Last login: Fri Apr 21 18:46:10 on console
JDM11SHA00010:~ capture.station$ curl http://jpl.a.bigcontent.io/v1/static/bl_006806_a -o ~/Downloads/Script\ Downloaded\ Images/bl_006806_a
% Total % Received % Xferd Average Speed Time Time Time Current
Dload Upload Total Spent Left Speed
0 0 0 0 0 0 0 0 --:–:-- --:–:-- --:–:-- 0
0 3088k 0 0 0 0 0 0 --:–:-- --:–:-- --:–:-- 0Warning: Failed to create the file /Users/capture.station/Downloads/Script
Warning: Downloaded Images/bl_006806_a: No such file or directory
curl: (23) Failed writing body (0 != 11748)

I’ll cross reference the URL text files and see if I can see any anomalies.

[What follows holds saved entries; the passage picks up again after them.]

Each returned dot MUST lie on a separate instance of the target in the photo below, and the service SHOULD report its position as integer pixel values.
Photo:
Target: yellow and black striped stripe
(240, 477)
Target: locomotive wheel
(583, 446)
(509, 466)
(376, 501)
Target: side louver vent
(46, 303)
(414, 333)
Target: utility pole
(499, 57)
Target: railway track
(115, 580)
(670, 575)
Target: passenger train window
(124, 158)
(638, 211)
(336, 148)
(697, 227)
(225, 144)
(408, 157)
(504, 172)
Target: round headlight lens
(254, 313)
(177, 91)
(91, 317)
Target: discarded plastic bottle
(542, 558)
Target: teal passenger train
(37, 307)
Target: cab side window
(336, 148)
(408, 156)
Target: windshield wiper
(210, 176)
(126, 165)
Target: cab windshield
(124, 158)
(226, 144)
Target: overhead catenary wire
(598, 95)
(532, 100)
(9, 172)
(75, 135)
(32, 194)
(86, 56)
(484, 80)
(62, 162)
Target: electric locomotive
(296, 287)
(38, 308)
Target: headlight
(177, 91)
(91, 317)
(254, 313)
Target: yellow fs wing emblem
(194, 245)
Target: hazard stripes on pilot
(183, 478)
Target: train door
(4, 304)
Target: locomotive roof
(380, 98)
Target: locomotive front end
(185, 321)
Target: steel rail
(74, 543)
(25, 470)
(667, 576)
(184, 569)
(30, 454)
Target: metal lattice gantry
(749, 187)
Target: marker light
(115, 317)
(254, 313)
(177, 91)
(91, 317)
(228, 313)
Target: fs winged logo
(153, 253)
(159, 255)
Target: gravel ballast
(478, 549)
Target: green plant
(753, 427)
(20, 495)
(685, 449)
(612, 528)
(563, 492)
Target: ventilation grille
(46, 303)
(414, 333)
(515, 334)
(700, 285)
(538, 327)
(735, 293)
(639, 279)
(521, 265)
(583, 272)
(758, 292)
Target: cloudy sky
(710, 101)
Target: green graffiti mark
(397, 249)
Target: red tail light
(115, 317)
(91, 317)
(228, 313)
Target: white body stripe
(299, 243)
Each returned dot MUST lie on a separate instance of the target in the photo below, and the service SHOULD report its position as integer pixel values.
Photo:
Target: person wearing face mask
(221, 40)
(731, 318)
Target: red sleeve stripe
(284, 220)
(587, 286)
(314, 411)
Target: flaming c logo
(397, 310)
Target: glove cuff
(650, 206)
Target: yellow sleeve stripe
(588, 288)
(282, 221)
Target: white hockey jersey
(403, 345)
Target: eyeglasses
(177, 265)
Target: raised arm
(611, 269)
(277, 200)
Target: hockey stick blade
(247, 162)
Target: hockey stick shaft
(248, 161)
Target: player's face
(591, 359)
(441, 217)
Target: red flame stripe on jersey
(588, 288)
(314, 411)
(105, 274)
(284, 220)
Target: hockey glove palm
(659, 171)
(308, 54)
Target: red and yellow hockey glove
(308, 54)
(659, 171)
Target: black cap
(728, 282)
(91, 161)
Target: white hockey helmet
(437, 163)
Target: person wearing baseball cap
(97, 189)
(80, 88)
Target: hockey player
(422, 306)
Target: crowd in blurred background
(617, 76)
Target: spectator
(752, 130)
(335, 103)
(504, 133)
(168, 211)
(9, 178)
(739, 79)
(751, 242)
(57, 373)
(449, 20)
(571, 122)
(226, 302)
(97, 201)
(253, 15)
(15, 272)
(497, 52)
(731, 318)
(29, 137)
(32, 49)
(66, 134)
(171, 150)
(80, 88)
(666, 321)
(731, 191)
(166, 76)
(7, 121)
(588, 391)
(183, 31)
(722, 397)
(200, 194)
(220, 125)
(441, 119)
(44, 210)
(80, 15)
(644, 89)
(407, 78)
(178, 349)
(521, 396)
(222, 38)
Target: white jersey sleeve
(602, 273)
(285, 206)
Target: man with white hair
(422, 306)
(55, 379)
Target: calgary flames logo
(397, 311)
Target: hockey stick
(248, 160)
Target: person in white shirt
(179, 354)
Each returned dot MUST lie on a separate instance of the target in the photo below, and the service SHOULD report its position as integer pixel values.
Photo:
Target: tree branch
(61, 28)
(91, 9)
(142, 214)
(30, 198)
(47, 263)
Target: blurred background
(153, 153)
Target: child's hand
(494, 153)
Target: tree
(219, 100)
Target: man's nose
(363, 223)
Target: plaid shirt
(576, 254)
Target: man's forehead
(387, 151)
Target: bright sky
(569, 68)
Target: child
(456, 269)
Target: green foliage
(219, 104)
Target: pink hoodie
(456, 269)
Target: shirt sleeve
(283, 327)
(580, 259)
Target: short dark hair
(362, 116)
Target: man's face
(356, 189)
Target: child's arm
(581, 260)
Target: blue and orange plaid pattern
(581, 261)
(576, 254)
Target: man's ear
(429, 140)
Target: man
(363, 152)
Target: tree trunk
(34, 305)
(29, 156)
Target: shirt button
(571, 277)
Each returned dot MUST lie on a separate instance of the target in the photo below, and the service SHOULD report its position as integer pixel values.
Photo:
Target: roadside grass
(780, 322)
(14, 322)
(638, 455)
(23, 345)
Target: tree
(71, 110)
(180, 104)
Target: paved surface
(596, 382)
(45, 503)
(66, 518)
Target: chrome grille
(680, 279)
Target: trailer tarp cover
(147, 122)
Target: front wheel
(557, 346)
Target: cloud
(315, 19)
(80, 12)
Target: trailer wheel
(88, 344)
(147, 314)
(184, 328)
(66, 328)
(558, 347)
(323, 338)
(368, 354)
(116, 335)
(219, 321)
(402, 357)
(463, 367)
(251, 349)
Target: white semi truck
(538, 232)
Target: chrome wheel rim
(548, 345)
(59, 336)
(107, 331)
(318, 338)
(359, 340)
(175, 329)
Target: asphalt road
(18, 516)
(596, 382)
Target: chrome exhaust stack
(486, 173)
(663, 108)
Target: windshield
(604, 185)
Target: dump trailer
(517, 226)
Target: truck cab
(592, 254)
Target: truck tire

Both these terminal responses are reporting failures. Did you have the “Script Downloaded Images” folder that the script makes present in your Downloads folder on both machines when you ran the terminal command? That’s where I left it downloading to.

Alternately, I can just take that out of the path and download directly to your ~/Downloads folder:

Please try that.

Thanks,

Tom.

Sorry my bad tested again here you go

JDM11SHA00010:~ capture.station$ curl http://jpl.a.bigcontent.io/v1/static/bl_006806_a -o ~/Downloads/bl_006806_a
% Total % Received % Xferd Average Speed Time Time Time Current
Dload Upload Total Spent Left Speed
100 3088k 100 3088k 0 0 3519k 0 --:–:-- --:–:-- --:–:-- 3517k

JDM10SHA00039:~ leo.eastland$ curl http://jpl.a.bigcontent.io/v1/static/bl_006806_a -o ~/Downloads/bl_006806_a
% Total % Received % Xferd Average Speed Time Time Time Current
Dload Upload Total Spent Left Speed
0 0 0 0 0 0 0 0 --:–:-- --:–:-- --:–:-- 0

OK, well, got me. It worked in the top instance, didn’t work in the bottom instance, and there was no error returned when it didn’t work.

So we’ve ruled out something weird about the Applescript that leads to the command being fed to terminal incorrectly (character encoding, escaping spaces, stuff like that.) Because a valid command fed directly into terminal still doesn’t download the file.

I’m afraid I’m at a loss here for what could be going wrong on the machine where it doesn’t work.

  • Tom.

Yeah I am also at a loss with this, I though it maybe the version of curl but both machines operating exactly the same.